An adapter is the term used by IXOPAY for the technical component used to integrate with and connect to an acquiring bank or PSP via the IXOPAY gateway. The adapter communicates directly with the API at the PSP or acquirer.
You can find an overview of all of IXOPAY's adapters here
A connector is the IXOPAY term for an adapter (see above) that has been configured to connect to a PSP or acquiring bank via a merchant account. Transactions involving the acquiring bank or the PSP are processed via the connector configured for the merchant.
Tokenization is the process of replacing sensitive data with non-sensitive data (known as a token), which can be used to access the original sensitive data that was tokenized. In the payments industry, it is used to safeguard the card number and other sensitive payment data by replacing it with a unique string of numbers and characters.

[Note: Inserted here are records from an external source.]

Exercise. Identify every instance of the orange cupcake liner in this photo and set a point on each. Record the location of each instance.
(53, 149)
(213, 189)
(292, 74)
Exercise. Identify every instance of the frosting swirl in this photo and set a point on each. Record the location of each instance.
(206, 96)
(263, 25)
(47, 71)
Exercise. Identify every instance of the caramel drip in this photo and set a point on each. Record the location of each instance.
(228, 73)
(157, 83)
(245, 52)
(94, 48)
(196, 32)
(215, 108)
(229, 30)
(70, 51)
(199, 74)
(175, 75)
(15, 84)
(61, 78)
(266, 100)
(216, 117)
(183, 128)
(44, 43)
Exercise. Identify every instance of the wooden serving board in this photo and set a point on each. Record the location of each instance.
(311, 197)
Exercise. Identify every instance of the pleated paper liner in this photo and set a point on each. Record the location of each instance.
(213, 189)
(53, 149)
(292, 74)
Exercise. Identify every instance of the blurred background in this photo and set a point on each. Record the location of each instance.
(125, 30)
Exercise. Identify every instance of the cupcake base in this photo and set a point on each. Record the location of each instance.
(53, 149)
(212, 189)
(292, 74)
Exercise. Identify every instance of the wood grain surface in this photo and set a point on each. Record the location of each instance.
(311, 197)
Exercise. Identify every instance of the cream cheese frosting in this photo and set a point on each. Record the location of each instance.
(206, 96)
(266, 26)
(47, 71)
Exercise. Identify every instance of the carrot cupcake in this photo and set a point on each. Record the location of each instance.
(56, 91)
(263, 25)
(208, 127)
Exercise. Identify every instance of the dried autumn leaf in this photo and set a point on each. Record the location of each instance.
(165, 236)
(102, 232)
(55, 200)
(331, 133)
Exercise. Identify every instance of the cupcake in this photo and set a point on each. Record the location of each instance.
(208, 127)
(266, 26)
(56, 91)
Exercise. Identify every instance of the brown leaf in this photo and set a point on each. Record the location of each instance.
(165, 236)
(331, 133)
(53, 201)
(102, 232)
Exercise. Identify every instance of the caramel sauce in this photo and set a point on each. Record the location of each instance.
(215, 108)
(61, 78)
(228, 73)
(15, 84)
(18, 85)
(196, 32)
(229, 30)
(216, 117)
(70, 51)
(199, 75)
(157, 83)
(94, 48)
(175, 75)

The token is stored by the merchant and can be used to reference the payment details for recurring payments or card on file transactions for return customers. Tokenization play a key role in reducing a merchant's PCI DSS scope.
In the payments industry, the term "transaction" is used to indicate the transfer of a specified amount of funds from a customer for purchasing products or services from a merchant, or for fulfilling any other obligations between the two parties. Funds are usually transferred by means of card payments or local payment methods (bank transfers, e-wallets, mobile payments etc.).